Etwas linkisch dann der Versuch, sich die gängigen Rock-Moden der Zeit im Eildurchgang anzueignen. England, insbesondere London hatte ihnen einen warmen Empfang bereitet, da wollten die Kings auch mal so schick sein wie die Strokes. Stattdessen sahen sie in ihrer Version eines schnittigen Camden-Hipsters herrlich bescheuert aus. Die schicken Fummel zur Zeit des zweiten Albums machten die Herkunft deutlicher als vorher die Barte und Flickenjeans.

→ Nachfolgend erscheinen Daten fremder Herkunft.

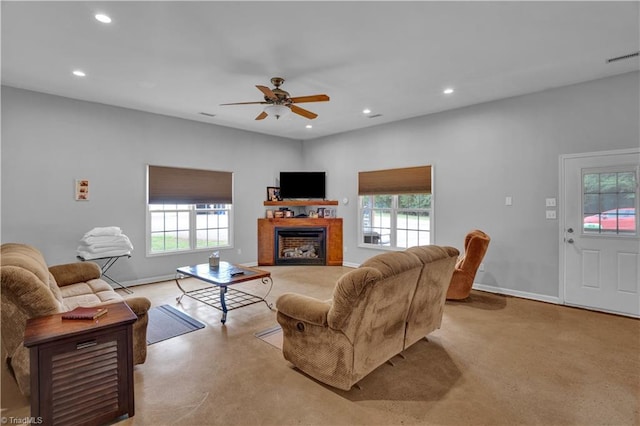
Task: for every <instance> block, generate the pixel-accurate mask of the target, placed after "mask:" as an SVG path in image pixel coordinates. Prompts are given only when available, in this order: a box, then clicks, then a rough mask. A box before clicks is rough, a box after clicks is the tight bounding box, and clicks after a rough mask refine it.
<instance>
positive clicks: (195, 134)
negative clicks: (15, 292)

Wie bei Schlegel das Schöne und das Hässliche unzertrennbare Korrelate sind, so kam auch hier das eine nicht ohne das andere vor. Eine Band im Niemandsland sind sie sowieso: Sie bewegen sich kaum auf der Bühne, haben nach allen gültigen Regeln keine Hits, jakaum Refrains. Und dann ist da die schwierige Definition der, nun ja, „Zielgruppe“. Eigentlich müssten sie ein Fall für Trucker und Biker sein, aber tatsächlich sind sie bei konventionellen Rock-Hörern wenig beliebt. Diesbezüglich sprechen die Namen ihrer prominenten Fans Bände: Bob Dylan und Eddie Vedder schlössen die jungen Rüpel bekanntlich bei gemeinsamen Tourneen ins Herz – und Ed O’Brien von Radiohead verkündete, es gebe nicht viele Bands, die ihn neidisch machten, aber bei den Kings, der seiner Meinung nach besten Band der Welt, würde er auch gerne mitspielen. Drei grundverschiedene Alben lang gelang ihnen hoch intelligente und aufregende Rockmusik. Das letzte von ihnen, „Because Of The Times“, war ein eklektischer Husarenstreich, streng gebündelt von der wütend-kratzbürstigen Signatur der Followills. Ein Quantensprung, auch kommerziell: Platz eins im UK, Top 30 in den USA. Gerade mal ein gutes Jahr ist das her.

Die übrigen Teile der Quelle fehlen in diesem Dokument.